Le temps, c’est de l’argent. En Formule 1, c’est aussi l’inverse : les dollars permettent d’acheter des dixièmes de seconde. Les écuries Ferrari, Mercedes et Red Bull possèdent les budgets les plus élevés et ont remporté tous les championnats du monde des constructeurs depuis 1999, sauf trois (enlevés par Renault et BrawnGP).

Derrière ces mastodontes, une formation parvient à jouer dans la cour des grands malgré un budget calculé au plus juste. Force India ne joue pas le titre, certes, mais en se battant aux avant-postes du peloton elle prouve que les dollars ne suffisent pas pour aller vite. Opérant avec le plus petit budget du plateau (estimé à 102 millions d’euros), elle devrait terminer au dixième rang si les finances décidaient de tout. Or, elle a terminé à la quatrième place au classement final des constructeurs l’an passé – devant Williams (119 millions de budget), McLaren (201 millions), Toro Rosso (114 millions), Haas (114 millions), Renault (171 millions) et Sauber (108 millions).

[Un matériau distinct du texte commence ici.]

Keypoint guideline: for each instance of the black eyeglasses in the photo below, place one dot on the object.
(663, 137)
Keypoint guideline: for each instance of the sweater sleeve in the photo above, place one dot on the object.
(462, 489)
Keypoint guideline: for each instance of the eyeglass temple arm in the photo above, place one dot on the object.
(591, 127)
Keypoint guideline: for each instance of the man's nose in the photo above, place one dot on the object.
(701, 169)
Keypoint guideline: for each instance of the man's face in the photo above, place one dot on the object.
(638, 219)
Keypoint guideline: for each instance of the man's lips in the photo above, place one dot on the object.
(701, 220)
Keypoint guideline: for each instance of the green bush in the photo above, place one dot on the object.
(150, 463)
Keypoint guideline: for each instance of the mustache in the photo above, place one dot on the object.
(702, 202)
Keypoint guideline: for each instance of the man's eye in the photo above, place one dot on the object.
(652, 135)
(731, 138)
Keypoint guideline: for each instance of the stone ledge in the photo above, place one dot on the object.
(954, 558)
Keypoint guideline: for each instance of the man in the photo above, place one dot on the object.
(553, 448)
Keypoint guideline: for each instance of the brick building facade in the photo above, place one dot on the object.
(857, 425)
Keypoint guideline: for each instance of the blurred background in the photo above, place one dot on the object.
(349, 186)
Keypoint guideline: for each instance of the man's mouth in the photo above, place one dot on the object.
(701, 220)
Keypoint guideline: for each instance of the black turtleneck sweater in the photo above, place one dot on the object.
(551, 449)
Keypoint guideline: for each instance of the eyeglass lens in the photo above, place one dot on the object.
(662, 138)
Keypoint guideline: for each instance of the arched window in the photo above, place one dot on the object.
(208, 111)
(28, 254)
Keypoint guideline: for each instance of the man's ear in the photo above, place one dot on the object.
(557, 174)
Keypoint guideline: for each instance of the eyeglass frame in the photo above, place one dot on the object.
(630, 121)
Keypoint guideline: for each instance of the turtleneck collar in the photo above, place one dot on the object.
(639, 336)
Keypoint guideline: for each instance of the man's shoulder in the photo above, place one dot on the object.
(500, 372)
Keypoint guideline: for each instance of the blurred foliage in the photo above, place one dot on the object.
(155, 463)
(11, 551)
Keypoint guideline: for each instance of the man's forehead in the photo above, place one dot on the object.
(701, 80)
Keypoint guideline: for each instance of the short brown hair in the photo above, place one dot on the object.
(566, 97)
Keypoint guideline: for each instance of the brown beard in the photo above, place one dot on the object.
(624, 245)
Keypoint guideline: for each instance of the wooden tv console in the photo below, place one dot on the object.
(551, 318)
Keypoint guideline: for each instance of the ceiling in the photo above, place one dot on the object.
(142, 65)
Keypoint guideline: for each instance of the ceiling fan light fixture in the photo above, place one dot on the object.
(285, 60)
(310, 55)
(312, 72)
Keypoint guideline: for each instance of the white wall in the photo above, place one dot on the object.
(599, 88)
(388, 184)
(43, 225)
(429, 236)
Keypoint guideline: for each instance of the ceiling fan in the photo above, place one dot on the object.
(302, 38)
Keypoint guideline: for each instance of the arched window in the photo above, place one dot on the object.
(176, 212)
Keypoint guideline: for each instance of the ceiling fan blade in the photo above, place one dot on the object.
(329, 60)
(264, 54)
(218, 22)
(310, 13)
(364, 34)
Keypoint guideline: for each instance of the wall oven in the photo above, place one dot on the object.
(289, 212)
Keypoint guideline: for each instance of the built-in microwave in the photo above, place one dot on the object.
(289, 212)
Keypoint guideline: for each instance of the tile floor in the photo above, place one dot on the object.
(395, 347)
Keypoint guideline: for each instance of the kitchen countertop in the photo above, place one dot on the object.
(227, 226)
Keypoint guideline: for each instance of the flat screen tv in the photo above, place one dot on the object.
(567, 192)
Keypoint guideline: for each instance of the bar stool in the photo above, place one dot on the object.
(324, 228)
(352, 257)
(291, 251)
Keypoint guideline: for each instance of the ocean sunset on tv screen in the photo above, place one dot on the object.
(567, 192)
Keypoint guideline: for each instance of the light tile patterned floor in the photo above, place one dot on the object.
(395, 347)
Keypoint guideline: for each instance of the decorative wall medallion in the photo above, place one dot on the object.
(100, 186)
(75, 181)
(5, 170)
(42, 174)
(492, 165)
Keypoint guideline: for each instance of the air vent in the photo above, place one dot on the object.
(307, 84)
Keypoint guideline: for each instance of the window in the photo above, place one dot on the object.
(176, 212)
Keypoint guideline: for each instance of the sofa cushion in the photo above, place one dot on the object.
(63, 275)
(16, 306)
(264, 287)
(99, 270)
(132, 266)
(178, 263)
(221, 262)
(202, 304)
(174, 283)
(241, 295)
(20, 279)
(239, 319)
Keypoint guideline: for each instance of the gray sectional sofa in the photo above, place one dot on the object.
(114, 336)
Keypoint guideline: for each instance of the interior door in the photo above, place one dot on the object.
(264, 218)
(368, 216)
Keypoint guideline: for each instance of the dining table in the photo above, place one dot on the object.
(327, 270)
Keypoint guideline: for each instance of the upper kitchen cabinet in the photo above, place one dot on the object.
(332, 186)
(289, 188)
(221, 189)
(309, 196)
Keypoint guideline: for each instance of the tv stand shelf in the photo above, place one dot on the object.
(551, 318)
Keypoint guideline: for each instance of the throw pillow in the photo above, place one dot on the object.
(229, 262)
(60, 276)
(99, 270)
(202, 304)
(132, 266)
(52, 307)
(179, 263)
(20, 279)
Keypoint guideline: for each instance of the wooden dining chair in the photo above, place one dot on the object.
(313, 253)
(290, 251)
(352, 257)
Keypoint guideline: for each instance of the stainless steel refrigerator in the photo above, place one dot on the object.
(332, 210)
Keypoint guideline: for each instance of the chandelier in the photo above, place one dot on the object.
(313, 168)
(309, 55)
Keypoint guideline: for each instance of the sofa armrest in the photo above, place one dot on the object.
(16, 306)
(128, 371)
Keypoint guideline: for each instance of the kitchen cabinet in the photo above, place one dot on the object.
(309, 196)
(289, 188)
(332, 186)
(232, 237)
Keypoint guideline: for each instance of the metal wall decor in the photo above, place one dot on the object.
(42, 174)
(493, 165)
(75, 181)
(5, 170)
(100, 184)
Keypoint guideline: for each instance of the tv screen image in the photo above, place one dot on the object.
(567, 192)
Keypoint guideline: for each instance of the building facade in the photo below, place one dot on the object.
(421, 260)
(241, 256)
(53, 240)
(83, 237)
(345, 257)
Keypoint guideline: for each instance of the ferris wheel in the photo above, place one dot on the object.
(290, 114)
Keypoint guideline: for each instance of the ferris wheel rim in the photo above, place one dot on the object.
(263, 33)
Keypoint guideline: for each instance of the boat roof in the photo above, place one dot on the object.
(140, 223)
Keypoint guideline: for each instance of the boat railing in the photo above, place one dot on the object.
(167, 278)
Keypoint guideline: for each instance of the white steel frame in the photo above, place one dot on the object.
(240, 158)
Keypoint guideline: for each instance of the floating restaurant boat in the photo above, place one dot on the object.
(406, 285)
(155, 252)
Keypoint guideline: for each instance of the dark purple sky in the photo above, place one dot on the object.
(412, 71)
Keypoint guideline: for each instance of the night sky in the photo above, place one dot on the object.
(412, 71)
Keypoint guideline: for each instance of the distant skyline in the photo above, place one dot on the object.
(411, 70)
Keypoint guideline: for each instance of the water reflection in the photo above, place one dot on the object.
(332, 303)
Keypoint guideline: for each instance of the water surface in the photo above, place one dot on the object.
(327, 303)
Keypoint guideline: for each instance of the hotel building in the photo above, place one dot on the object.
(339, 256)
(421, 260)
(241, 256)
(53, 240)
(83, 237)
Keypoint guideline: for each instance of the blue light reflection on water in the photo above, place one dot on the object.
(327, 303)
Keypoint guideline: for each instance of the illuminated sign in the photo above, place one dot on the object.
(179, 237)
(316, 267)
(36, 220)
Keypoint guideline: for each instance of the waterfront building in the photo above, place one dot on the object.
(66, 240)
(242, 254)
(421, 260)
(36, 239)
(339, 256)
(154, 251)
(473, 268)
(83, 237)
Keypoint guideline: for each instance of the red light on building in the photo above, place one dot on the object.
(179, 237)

Les raisons de ce succès sont analysées en détail dans le dernier numéro de F1iMagazine. Aussi se limitera-t-on ici à illustrer par quelques graphiques une progression constante depuis dix ans

© F1I

TRAJECTOIRES CROISÉES

Pour apprécier la montée en puissance de l’écurie basée à Silverstone depuis 2008, on peut la comparer avec la descente inexorable de McLaren sur la même période. Le graphique ci-dessus compare l’évolution des classements respectifs des deux équipes au championnat des constructeurs (indiquée par l’axe des ordonnées) sur neuf saisons.

Si Woking a payé le prix de châssis perfectibles en 2013 et 2014 (et de changements trop fréquents de philosophie) puis celui du choix du moteur Honda à partir de 2015, Force India, en revanche, a progressé pas à pas, de manière “incrémentielle” pour employer un anglicisme.